Al anciano pareció complacerle extraordinariamente el ver que ambos habían comprendido bien el sentido de su fábula. Se rió con tanta fuerza que la baba le corrió por la comisura de los labios, finalmente se levantó con dificultad y desapareció al otro lado de la cortina de cuentas.

– Lo mataré si se atreve a tocarte -dijo Jacques en voz muy baja.

– Eso te honra -respondió Raja con sequedad-, pero no nos ayuda en absoluto; por el contrario, nos fusilarán. Lo que no me cabe en la cabeza es por qué el dinero no parece interesarle lo más mínimo.

– Yo tampoco lo entiendo -coincidió Balouet-. Con quinientos dólares podría comprarse todo un harén.

En ese mismo momento regresó el jeque y arrojó sobre la mesa, al lado de los dólares, un abultado fajo de billetes.

– ¿Piensan ustedes que son los primeros que vienen a mí para pedirme que los ayude a cruzar la frontera con Sudán? ¡Pues no es así! -comenzó a revolver los billetes como un panadero que amasa el pan y gritó con amargura-: Aquí tienen, sírvanse ustedes, no necesito dinero; los verdaderos deseos no pueden satisfacerse con dinero.

Balouet no sabía lo que le ocurría y miró a Raja lleno de dudas. Creyó que su dinero, del que además había perdido una tercera parte con su equipaje en la barca, le abriría todas las puertas y que allí, en el desierto, podría conseguir cualquier cosa por unos cuantos dólares. Y ahí estaba ese anciano jeque, un hombre seco y nudoso como un olivo, casi una figura bíblica, que les decía que el vil metal no era nada para él, que tenía más que suficiente y no sabía qué hacer con él; pero si el forastero le dejaba acostarse con su compañera, guapa y joven, con la muchacha a la que él, Balouet, había jurado proteger, la mujer a la que amaba…

Jacques sintió cómo la rabia le latía en las sienes, y en su desesperación se dirigió al anciano, que se levantó del lugar en que estaba sentado y adoptó una actitud amenazadora.
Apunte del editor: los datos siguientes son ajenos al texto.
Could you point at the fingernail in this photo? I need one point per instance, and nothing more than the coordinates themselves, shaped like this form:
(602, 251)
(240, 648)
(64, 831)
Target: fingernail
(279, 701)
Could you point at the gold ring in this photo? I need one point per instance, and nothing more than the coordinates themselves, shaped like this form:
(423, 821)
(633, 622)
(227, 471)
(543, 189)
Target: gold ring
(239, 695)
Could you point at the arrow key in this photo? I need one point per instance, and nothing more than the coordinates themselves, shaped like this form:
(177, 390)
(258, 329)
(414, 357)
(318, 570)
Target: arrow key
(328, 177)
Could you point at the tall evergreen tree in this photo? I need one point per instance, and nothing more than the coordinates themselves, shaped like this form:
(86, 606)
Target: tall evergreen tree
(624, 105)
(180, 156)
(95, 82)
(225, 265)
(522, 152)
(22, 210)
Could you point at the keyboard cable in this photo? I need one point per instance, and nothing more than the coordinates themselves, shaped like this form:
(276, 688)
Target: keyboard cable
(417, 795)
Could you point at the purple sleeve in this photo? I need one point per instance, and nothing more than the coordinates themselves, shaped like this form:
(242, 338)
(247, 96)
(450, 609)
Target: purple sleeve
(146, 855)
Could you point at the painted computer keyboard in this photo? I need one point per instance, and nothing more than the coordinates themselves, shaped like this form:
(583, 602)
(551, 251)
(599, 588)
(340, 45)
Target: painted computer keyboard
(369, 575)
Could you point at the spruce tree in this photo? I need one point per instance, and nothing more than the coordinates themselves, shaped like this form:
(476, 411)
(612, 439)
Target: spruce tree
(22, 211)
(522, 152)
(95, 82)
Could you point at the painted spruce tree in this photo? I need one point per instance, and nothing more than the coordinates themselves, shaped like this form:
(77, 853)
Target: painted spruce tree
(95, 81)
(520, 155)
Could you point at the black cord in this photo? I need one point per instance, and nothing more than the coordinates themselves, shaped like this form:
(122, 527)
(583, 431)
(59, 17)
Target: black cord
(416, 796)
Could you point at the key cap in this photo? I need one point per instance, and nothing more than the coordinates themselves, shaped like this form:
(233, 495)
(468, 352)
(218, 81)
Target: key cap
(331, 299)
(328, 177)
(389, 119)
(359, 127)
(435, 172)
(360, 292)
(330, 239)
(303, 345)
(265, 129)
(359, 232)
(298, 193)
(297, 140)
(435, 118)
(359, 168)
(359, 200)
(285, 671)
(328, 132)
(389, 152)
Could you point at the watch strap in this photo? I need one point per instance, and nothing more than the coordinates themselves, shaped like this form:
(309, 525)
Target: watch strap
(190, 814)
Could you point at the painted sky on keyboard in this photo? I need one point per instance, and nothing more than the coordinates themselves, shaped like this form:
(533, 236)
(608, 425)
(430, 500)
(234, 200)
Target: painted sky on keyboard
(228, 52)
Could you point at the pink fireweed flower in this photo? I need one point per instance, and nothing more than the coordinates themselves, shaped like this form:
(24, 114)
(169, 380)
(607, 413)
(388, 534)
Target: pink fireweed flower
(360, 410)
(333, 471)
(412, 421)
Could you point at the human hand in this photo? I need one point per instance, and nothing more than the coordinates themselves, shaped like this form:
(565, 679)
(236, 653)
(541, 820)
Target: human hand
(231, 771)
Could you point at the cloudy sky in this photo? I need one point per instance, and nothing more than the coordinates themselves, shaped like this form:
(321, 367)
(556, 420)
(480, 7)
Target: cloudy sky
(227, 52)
El francés le llevaba casi la cabeza.

Raja intentó colocarse entre ambos para evitar lo peor. El jeque seguía con la mirada tranquila como si estuviera convencido de que no podía ocurrirle nada malo, fijó sus ojos en Jacques, le puso la mano derecha sobre el hombro y dijo con una mueca desvergonzada:

– El año es largo y tendréis tiempo para reflexionar.

Con esas palabras y sin dar la menor muestra de excitación abandonó la casa y dejó el dinero sobre la mesita. Al oír el ruido de la puerta al cerrarse, Balouet y Raja supusieron que la habría cerrado con llave por fuera, pero al cabo de un buen rato de siniestra calma, cuando Jacques se decidió a inspeccionar la casa y trató de abrir suavemente el pestillo, comprobó que ésta estaba abierta.

– El anciano parece estar muy seguro de conseguir sus propósitos -comentó Balouet después de volver a cerrar.

– ¡Vaya un mérito! -replicó Raja-. ¿Adonde podríamos ir?, además su gente está armada, y no parecen muy considerados.

– ¡Dios mío, en qué lío nos hemos metido! -exclamó Jacques.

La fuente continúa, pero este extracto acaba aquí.